Rhodochrosite

A highly prized gemstone, Rhodochrosite has a gorgeous pink color. It is a manganese carbonate, however its manganese is commonly substituted with iron, magnesium, and calcium which changes its characteristic pink color and can give it brown, grey or yellow hues. Its name is derived from the Greek words rhodon, meaning rose, and chroma, meaning color. Crystals have a pearly luster with a transparent to translucent appearance. Argentina, Peru, South Africa, USA and Uruguay are the main sources of Rhodochrosite.

Formation

Rhodochrosite mainly forms in fractures and cavities of metamorphic and sedimentary rocks, like marine sedimentary deposits with various oxides of Mn.

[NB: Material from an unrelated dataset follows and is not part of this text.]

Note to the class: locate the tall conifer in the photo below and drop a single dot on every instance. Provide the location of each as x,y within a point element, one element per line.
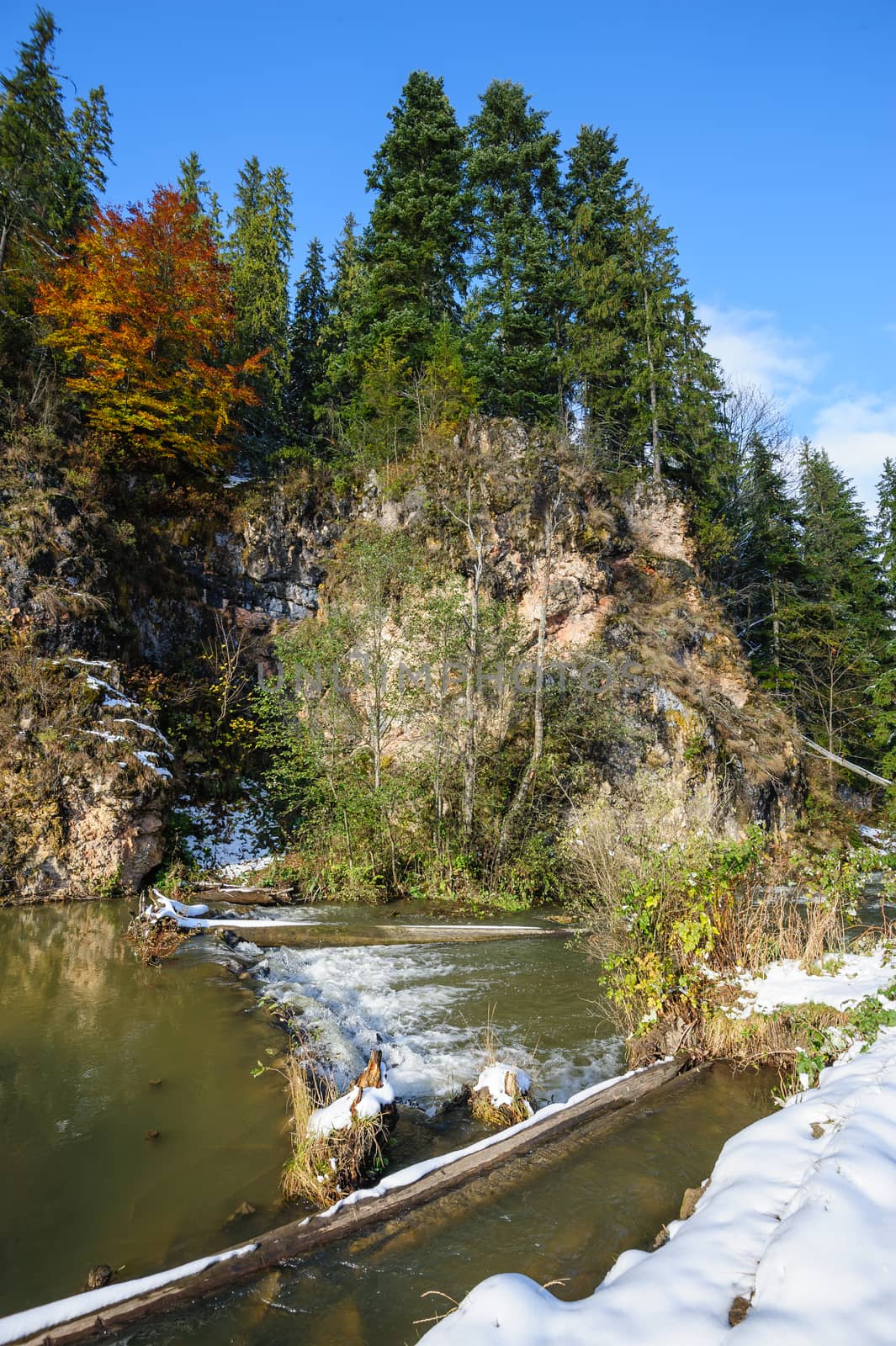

Some silver mines produce rhodochrosite as a byproduct, as it is commonly associated with silver deposits. A rhodochrosite crystal is formed when ground water dissolves manganese and drops of water mix with carbonate material deep underground. Rhodochrosite is banded with multiple layers of alternating white and pink colors due to these formation stages.

Symbolism

Compassion, self-care. Elements: Fire and Water

Legends

Rhodochrosite, according to the Incas, was the solidified blood of their ancestors. Argentina’s pre-Columbian history tells us that Rhodochrosite was discovered during the 13th century. Under the reign of the Inca Ripac, it stone was found in copper and silver mines in the north-west of this country that used to be part of the Inca Empire. Rhodochrosite jewelry was found in an Inca tomb in 1937 by Franz Mansfeld. After this civilization fell, the mines were abandoned, and the rhodochrosite was lost to history.